Three teens have been sentenced to two years’ probation in a locker room sexual-assault case – one the judge described as a “more extreme criminal extension” of the hazing culture at their all-boys private school.
The boys, all 16, were hugged by their tearful parents after the sentence was delivered Thursday afternoon, relieved to have avoided the jail sentence that the prosecution had requested. A special constable sat by the door of the Toronto courtroom waiting to escort them to provide mandatory DNA samples before their inaugural visits to the probation office.
In his written decision, Ontario Court Justice Brian Weagant described the attacks carried out by these teens as “simulated rape, ostensibly done in the pursuit of fun and excitement, but really perpetrated for the purposes of humiliation and subordination.”
The trio pleaded guilty last month to sexual assault with a weapon (a broom) in one of the attacks, which took place in a locker room at St. Michael’s College School after a football game on Nov. 7, 2018. One of the boys, who filmed the assault on his cellphone, additionally pleaded guilty to making child pornography. The three also pleaded guilty to assault with a weapon in connection with a similar locker room attack a few weeks earlier.
The high-profile case, which came to light last fall after a video of one of the attacks was shared on social media, resulted in the resignation of the school’s principal and president, as well as a review of culture at the all-boys school.
Justice Weagant referred to that review in his judgment Thursday, noting that 21.9 per cent of current students surveyed said they had been bullied at the school. More than half the students said they had witnessed bullying.
“The criminal behaviour in that locker room was fertilized by an atmosphere in which bullying was part of the normative culture,” Justice Weagant wrote. “The incidents in this case were a further and more extreme criminal extension of what was already going on in their school lives.”
A total of seven students were initially charged in this case, though two of them had their charges withdrawn this year. Another boy entered a separate guilty plea this summer and was also sentenced to two years’ probation, although it is unclear what specifically he pleaded guilty to.
Just one accused remains before the courts. He is scheduled to go to trial in the new year.
The family of one of the victims filed a civil lawsuit against three of the perpetrators, as well as the school and its board, founders, former principal and president, athletic director and coaches of the football team.
A spokesperson for the school said it was notified about the sentencing Thursday but declined to comment, other than to say that it continues “to pray for all the individuals involved.”
In his written ruling Thursday, Justice Weagant emphasized the remorse shown by the three teens not only for what they had done, but also for what they had not done.
“Each realizes that he had a chance to stop what was happening but did not,” he wrote. “This insight alone, coupled with the very positive risk assessment, convinces me that there is no need for specific deterrence in this case.”
He argued that, in this case, denunciation is achievable through means other than a custodial sentence.
“The boys are all keenly aware of the stress and shame brought on their families,” he wrote, noting the intense media coverage the case has received. “I think it is safe to conclude that these young persons have heard society’s voice loud and clear.”
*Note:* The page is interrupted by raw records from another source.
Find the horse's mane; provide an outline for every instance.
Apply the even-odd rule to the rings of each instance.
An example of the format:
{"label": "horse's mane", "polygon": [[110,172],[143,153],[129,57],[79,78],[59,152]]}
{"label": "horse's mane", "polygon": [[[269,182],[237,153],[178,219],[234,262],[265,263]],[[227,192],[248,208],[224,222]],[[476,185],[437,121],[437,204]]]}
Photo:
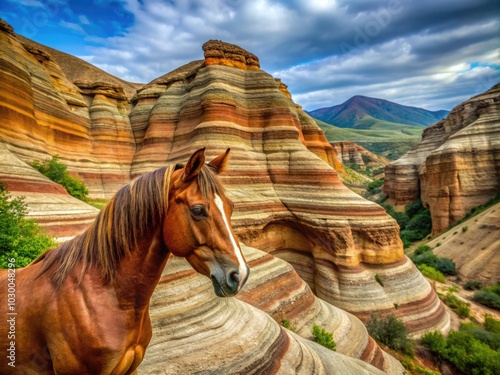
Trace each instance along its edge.
{"label": "horse's mane", "polygon": [[[97,268],[103,283],[112,281],[121,258],[137,246],[141,237],[163,222],[170,180],[173,172],[181,167],[173,164],[157,169],[122,187],[85,232],[35,260],[34,263],[43,262],[39,275],[55,266],[51,278],[59,288],[80,263],[80,277],[89,268]],[[203,166],[197,180],[205,197],[223,194],[223,187],[210,167]]]}

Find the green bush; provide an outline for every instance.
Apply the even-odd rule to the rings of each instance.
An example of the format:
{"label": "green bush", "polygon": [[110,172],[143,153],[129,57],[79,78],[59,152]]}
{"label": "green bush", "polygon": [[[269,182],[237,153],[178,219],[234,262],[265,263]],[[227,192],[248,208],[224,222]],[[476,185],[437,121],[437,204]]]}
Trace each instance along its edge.
{"label": "green bush", "polygon": [[439,258],[434,266],[443,275],[456,275],[455,263],[449,258]]}
{"label": "green bush", "polygon": [[444,353],[446,350],[446,338],[440,331],[430,331],[422,336],[422,343],[433,353]]}
{"label": "green bush", "polygon": [[325,331],[317,324],[313,325],[312,334],[314,341],[330,350],[336,350],[336,343],[333,340],[333,333]]}
{"label": "green bush", "polygon": [[405,207],[405,212],[409,217],[413,217],[417,215],[419,212],[424,210],[425,208],[424,205],[422,204],[421,199],[418,199],[415,202],[412,202]]}
{"label": "green bush", "polygon": [[479,290],[482,287],[483,287],[483,283],[481,281],[478,281],[478,280],[467,281],[464,284],[465,290]]}
{"label": "green bush", "polygon": [[366,328],[370,336],[378,342],[413,357],[414,342],[410,339],[408,329],[404,323],[396,318],[394,314],[390,314],[385,318],[382,318],[380,313],[372,314],[368,322],[366,322]]}
{"label": "green bush", "polygon": [[474,293],[472,299],[482,305],[500,310],[500,296],[486,289]]}
{"label": "green bush", "polygon": [[420,266],[421,264],[425,264],[430,267],[434,267],[438,261],[438,257],[432,251],[427,251],[420,255],[412,255],[410,259],[415,263],[416,266]]}
{"label": "green bush", "polygon": [[500,320],[493,318],[490,314],[484,316],[484,329],[491,333],[500,333]]}
{"label": "green bush", "polygon": [[453,363],[464,374],[500,374],[500,352],[467,331],[451,331],[448,339],[441,332],[427,332],[422,343],[441,358]]}
{"label": "green bush", "polygon": [[89,194],[87,187],[82,181],[69,175],[66,170],[68,167],[59,161],[58,155],[42,163],[35,160],[31,166],[55,183],[62,185],[71,196],[87,201]]}
{"label": "green bush", "polygon": [[445,358],[465,374],[500,374],[500,353],[480,342],[468,332],[450,332]]}
{"label": "green bush", "polygon": [[376,188],[381,187],[384,184],[384,179],[372,181],[368,184],[368,190],[375,190]]}
{"label": "green bush", "polygon": [[453,293],[446,293],[443,302],[449,306],[453,311],[455,311],[462,318],[468,318],[470,316],[470,306],[469,304],[461,301]]}
{"label": "green bush", "polygon": [[432,266],[428,266],[427,264],[422,263],[417,268],[420,272],[422,272],[422,275],[428,277],[431,280],[436,280],[440,283],[446,282],[444,275]]}
{"label": "green bush", "polygon": [[429,245],[421,244],[421,245],[418,245],[418,247],[415,250],[415,252],[413,253],[413,255],[414,256],[421,255],[421,254],[427,253],[429,251],[432,251],[432,248]]}
{"label": "green bush", "polygon": [[382,286],[382,287],[384,286],[384,283],[383,283],[383,282],[382,282],[382,280],[380,279],[380,276],[378,275],[378,273],[377,273],[377,274],[375,274],[375,281],[376,281],[377,283],[379,283],[379,284],[380,284],[380,286]]}
{"label": "green bush", "polygon": [[16,267],[25,267],[56,245],[34,220],[25,218],[27,212],[24,199],[12,198],[0,183],[0,268],[7,268],[12,258]]}
{"label": "green bush", "polygon": [[292,326],[292,323],[288,319],[281,318],[281,324],[283,325],[283,327],[285,327],[286,329],[288,329],[292,332],[295,332],[295,330],[296,330],[296,327]]}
In addition to the DNA order, the teens were ordered to attend counselling or treatment as directed by their probation officers. They are also not to have any contact with each other, their victims or other members of their former football team. An exception was made for football leagues, where the lawyers agreed they could inadvertently find themselves on opposing teams.
Justice Weagant wrote in his ruling that he believes all three of these teens will continue on in sports – and will likely encounter hazing again.
“I say this directly to the three young persons,” he wrote. “When you encounter bullying or hazing again, I take you at your word that you will call it out. … Your message has to be: It is always wrong for older, stronger or more senior males to sexually humiliate, bully, or assault their more vulnerable colleagues, particularly when the behaviour masquerades under the guise of acceptable male sports culture.”